Vast food production changes sought in U.K.
August 10, 2009
by Bryan Salvage
LONDON — Changes in the way the United Kingdom produces and processes food are needed so the nation can continue to enjoy healthy, affordable food in the decades ahead, said Hilary Benn, secretary of the Department of Environment, Food and Rural Affairs, as he announced the country’s first food-security assessment.
According to the assessment, the U.K. is doing well in many areas that make up a secure, sustainable food system, such as a diverse food supply, which includes the U.K. production and distribution system. The main challenge will be to ensure the sustainability of the U.K.’s food supply.
Reducing greenhouse gas emissions and adapting to a changing climate in the U.K. and overseas that will affect what food can be grown and where and how it can be grown are critical for the U.K. "Last year, the world had a wake-up call with the sudden oil and food price rises," Mr.
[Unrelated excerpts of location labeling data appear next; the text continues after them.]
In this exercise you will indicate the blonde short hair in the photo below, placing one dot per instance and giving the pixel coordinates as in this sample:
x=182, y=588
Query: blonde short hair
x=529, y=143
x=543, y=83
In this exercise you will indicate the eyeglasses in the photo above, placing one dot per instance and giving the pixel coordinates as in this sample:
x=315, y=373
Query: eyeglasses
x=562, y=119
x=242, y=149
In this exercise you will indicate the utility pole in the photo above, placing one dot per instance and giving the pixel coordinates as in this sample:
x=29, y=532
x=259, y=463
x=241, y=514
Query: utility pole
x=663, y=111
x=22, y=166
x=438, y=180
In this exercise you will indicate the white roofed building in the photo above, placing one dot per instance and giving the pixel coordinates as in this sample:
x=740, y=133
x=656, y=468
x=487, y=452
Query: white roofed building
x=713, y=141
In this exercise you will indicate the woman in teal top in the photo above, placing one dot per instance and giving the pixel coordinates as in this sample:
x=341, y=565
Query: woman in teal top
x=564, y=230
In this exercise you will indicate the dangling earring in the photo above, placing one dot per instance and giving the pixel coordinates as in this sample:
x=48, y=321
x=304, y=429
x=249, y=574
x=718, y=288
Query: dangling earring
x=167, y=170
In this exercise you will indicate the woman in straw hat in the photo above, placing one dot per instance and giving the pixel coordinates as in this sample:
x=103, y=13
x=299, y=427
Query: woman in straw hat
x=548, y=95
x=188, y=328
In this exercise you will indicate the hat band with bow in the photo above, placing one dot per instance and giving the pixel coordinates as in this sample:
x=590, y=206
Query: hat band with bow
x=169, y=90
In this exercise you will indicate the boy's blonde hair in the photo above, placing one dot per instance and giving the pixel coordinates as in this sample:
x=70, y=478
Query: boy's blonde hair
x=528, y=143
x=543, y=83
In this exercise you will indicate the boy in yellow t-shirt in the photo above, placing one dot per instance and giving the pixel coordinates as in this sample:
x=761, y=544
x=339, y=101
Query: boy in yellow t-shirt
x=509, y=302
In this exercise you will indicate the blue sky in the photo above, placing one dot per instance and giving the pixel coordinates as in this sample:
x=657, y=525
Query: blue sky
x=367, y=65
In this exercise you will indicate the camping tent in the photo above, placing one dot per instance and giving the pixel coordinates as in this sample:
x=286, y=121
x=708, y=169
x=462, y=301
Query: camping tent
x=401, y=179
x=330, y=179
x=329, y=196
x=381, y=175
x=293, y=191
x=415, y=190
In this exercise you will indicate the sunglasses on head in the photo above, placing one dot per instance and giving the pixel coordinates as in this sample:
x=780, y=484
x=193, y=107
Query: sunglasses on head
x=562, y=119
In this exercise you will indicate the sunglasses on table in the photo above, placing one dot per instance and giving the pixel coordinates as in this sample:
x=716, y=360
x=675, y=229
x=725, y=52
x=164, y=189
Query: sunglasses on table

Benn said. "While we know the price of our food, the full environmental costs and the costs to our health are significant and hidden. We need a radical rethink of how we produce and consume our food.
"Globally, we need to cut emissions and adapt to the changing climate that will alter what we can grow and where we can grow it," he added. "We must maintain the natural resources — soils, water and biodiversity — on which food production depends. And we need to tackle diet-related ill health that already costs the N.H.S. and the wider economy billions of pounds each year.
"And because we live in an interconnected world — where the price of soya in Brazil affects the price of steak at the local supermarket — we need to look at global issues that affect food security here," he continued. "That’s why we need to consider what the food system should look like in 20 years, and what must happen to get there. We need everyone in the food system to get involved — from farmers and retailers to the health service, schools and consumers."
"Our food strategy will need to cover all aspects of our food — production, processing, distribution, retail, consumption and disposal," Mr. Benn said. "And that includes the impact on our health, on the environment and future productivity and on how we deal with food waste."